Young Bleed Breaks Down Preserved Song By Song [Part 1 of 2]

Oct 13 2011

The legendary Baton Rouge MC broke down his album Preserved track by track to give a better perspective on his Strange Lane debut. Here is Young Bleed’s breakdown of the first half of the album.

“Stamp On It”

Stamp on it is just putting my brand on the record. It’s more like a seal for selling something. It’s more or less saying “Put your name on your product and get your money.”

“Boot Up”

That’s a Louisiana chant–we say that back home “Boot up!” It means we’re getting ready to fight and tear some shit down or what have you. In those negative times and in those negative situations, you gotta put your game face on.

“It’s Nut’n”

It’s a comeback song.
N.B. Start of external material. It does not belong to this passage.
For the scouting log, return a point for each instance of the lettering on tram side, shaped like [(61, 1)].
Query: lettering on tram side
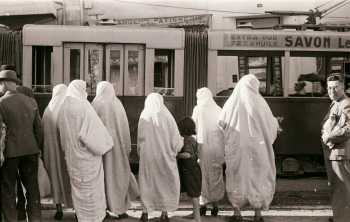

All the shit you went through that made you coming out in the end, you realize “I didn’t think I’d make it here but at the end of the day it’s nothing.” Everybody go through this, that, and the other. Basically coming up from an underdog coming up to the top–it’s nothing–nah-mean?

“Holla At Uh Dog”

It’s just like the 2Pac “Holler If Ya Hear Me”, it’s just like DMX’s “Get At Me Dog”. When you see me, holler at me! I’m out here, I’m working, let’s get connected and stay connected. Holla at yo boy, yah-mean?

“Hurt Nobody”

“Hurt Nobody” is one of those songs to where I’m speaking of coming up from a negative environment, but still I come in peace. Really, I ain’t no murderer. “Don’t start no shit and there won’t be no shit,” in simple terms. I don’t want to have to hurt nobody and hope anybody trying to hurt me.

“Husle’ Ball”

That’s a term I came up with combining the streets with the basketball and the football game, more or less. I have a cousin that was on his way to pros years ago but he had an accident and injured himself so he went around and played with the overseas teams in Europe. When he came back home he was a part of my label Trap Door Entertainment and my family. We started playing basketball and doing things together, so what we did was combine the streets with the sports, and saying we’re going to make a new game and call it “Hustle Ball”.

“Wut’z Up”

That’s more or less a reality check. I’m here again, I’m back again, I was gone but “What’s up? Talkin’ that shit might get you fucked up!” It’s one of them kind of comeback tracks that’s explaining my legacy as far as being a Southwest rapper and my evolution. It’s really rerouting the game for me. Coming from South and back into the West, you’ll hear me mentioning some of the California incorporated with the Louisiana. It’s like that–reality check I’m back again.

“From Da City”

They normally call New Orleans the city as far as where I come from, Louisiana and Baton Rouge, New Orleans in particular. I’m really cornered in the aspect of what’s going on in Baton Rouge right now. For those that no, it’s a murder capital right now and things like that. What I’m trying to do is shed some light in one sense on that situation and more or less bring you into my world and describe the type of things that are taking place today. They’ve always taken place there and are still taking place to this day as far as the murders and all kinds of different things–drug dealing and killing all the way around. Basically that man, it’s like a “Welcome To Baton Rouge” song.

“Wall Uh Fame”

“Wall Uh Fame” is one of them songs to where I’m a street kid coming from the streets and into the fame. I recognize that there are a whole lot of pioneers before me. It’s been a lifelong dream for me to get into the game and make certain connects. A lot of old heads from blues, to R&B, and of course rap. Curtis Mayfield cleared a sample for me on my second album, My Own. I had the privilege of meeting Rick James and Roger Troutman–we were getting ready to do some things before he passed. That song in particular tapped into me. It made me think of Jam Master Jay and a lot of the legends of hip hop. A lot of my music favorites that done been here have passed away. In the wall of fame, you live this life until you die, like Cash Money says “We ballin til we fall.” All those guys I’ve looked up to, Bernie Mac, Isaac Hayes…people have just been dying and passing. That was culture shock for me coming from the street game and into the music world. It’s like salvation or revelation, like “I made it now.” But once you get here you could still lose your life just being from that street corner. So what I’m trying to do is grab the broken pieces of all the pioneers before me and put together and reconstruct this wall of fame. If you had a wall of gold plaques and platinum plaques and an earthquake hit your city and they all fall off the wall, it’s like coming home and seeing this wreckage. It’s more or less like the album cover Preserved here. That’s the exact idea of what I’m talking about. You see all the destruction of the music industry. What I’m trying to do is grab all the pieces and reconstruct and put it all back together again.